Many Americans are familiar with the practice of "home flipping," which was featured in the U.S. cable TV series "Flip This House." Hebner said he hates the term "flipper" and calls himself an "investor" helping to take blighted, foreclosed properties off the market and improve neighborhoods.

'WE PICK AND CHOOSE'

In Phoenix, Arizona, Marty Boardman spent much of the housing boom years making big profits from flipping houses through his firm, Rising Sun Capital Group.

Today, like Hebner, he is sinking investors' money into the foreclosure market, carefully selecting his purchases, renovating them and seeing a steady annualized return that he pegs at about 12 percent.

Boardman said he typically buys homes for between $150,000 and $400,000, usually with three to four bedrooms.

"We pick and choose," Boardman said. "We look for middle-class suburban family homes."

Boardman said his average time from purchase to sale is 68 days. He said he has three "high net-worth" individuals who pay into an equity fund that usually holds about $500,000 at any one time. He said he has bought and re-sold 12 homes this year.

"In 2005, at the peak of the boom, we wouldn't even consider doing a deal if we weren't going to make a quick $40,000 profit," Boardman said. "Nowadays we are happy with $15,000. The profit margin is slow and steady."

Crocker Liu, a real estate expert at Cornell University in Ithaca, New York, expressed misgivings about the return of the practice of "flipping."

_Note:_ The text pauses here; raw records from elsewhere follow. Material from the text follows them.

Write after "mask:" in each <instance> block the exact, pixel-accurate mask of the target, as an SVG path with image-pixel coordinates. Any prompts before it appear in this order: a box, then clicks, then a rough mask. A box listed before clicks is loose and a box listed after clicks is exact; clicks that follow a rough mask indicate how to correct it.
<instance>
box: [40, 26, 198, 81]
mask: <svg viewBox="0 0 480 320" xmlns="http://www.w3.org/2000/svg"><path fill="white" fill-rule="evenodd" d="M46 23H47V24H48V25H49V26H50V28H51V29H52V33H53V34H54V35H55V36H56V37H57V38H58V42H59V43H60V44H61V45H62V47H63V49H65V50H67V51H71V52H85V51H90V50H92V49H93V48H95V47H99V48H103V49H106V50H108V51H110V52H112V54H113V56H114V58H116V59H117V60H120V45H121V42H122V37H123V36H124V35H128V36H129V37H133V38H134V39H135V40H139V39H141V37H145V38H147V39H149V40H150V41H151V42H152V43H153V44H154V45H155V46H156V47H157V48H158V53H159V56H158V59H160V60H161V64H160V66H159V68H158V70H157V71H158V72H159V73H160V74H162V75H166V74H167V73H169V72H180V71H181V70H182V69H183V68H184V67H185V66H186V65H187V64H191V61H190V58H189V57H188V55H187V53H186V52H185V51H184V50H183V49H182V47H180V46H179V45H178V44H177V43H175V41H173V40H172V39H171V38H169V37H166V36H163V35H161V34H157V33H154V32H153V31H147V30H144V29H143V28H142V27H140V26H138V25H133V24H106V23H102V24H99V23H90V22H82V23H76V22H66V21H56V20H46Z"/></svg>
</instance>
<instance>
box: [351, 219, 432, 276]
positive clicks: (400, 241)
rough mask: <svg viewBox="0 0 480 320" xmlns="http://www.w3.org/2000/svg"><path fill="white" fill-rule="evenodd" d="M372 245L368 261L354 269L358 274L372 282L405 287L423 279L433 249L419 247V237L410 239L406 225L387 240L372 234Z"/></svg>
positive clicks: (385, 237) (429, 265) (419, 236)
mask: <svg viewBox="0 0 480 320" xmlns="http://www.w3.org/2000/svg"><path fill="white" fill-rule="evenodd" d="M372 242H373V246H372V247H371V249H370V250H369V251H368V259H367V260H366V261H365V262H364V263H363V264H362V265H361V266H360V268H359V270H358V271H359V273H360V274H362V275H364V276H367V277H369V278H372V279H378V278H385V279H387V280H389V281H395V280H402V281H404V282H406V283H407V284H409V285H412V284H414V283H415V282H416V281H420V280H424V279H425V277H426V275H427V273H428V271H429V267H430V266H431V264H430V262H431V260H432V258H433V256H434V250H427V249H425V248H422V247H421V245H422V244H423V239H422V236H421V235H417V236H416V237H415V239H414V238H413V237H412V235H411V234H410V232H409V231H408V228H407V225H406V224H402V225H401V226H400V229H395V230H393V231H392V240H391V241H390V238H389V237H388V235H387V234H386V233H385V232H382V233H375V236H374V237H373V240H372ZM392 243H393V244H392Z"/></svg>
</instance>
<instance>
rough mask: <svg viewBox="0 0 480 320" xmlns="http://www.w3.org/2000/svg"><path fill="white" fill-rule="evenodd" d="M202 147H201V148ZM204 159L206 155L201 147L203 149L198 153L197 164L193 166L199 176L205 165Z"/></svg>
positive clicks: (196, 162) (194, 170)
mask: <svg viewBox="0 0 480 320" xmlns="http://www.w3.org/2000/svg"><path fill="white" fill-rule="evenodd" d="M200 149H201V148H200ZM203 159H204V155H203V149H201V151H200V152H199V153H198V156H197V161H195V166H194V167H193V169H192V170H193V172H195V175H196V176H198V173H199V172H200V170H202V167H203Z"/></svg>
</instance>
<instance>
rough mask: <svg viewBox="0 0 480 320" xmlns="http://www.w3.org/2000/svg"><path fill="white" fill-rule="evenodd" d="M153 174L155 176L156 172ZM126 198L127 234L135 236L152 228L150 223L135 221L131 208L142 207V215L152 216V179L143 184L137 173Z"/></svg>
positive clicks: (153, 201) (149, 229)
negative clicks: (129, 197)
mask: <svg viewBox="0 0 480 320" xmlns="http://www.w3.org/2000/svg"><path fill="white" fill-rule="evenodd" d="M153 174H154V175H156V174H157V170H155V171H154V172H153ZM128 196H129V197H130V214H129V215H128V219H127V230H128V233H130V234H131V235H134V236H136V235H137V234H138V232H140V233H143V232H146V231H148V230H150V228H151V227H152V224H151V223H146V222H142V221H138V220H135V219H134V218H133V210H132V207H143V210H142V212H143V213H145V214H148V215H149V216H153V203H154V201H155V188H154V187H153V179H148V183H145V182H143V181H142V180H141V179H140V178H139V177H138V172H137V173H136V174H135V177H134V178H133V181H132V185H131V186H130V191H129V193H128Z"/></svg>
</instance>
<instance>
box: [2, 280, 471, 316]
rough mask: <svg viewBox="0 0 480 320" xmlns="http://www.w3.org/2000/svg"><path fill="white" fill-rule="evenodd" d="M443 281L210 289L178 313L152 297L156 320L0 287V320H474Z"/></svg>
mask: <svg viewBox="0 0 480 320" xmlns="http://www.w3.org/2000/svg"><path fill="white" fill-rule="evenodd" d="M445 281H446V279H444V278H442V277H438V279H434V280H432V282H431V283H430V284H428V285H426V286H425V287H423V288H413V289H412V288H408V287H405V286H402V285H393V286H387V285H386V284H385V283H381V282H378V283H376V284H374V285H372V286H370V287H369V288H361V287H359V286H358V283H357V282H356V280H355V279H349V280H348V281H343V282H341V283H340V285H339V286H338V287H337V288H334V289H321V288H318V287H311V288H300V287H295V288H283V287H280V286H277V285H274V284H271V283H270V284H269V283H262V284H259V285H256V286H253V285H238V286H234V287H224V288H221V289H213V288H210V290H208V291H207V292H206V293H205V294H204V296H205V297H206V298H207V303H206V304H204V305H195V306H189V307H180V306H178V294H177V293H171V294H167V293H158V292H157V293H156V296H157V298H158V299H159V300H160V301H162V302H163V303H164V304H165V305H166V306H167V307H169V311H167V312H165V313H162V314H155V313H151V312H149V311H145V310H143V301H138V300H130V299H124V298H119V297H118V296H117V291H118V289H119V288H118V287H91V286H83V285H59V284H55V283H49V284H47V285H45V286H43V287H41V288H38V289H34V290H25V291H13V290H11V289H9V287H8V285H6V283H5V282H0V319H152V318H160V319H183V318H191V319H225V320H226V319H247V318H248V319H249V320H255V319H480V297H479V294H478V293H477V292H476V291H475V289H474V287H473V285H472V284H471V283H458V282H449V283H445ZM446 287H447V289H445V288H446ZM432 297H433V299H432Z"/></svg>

"As the market is starting to improve, these flippers are coming in. It's happening everywhere. It's happening here in Ithaca. They're not doing this out of the kindness of their hearts, otherwise they'd be called Habitat for Humanity," Liu said, referring to the well-known housing charity.

Liu added that the cherry-picking approach will never solve the foreclosure crisis because the number of bank-owned properties is so great.

"In the bad neighborhoods, you will never sell them no matter how beautiful you make them," Liu said.

Hebner's investors, though, seem pleased so far. Ahmed El Alfi, a veteran investor who runs Sawari Ventures, an international venture capital firm with a focus on the technology sector in the Middle East, is an investor in CRP and said he has known Hebner for years.

"Everybody is trying to figure how to make a buck out of distressed real estate," he said in a telephone interview from Egypt. "Greg is taking distressed property off the market, renovating it, and putting it back on the market - while at the same time making money. It's a good business model and one I was happy to be a catalyst for."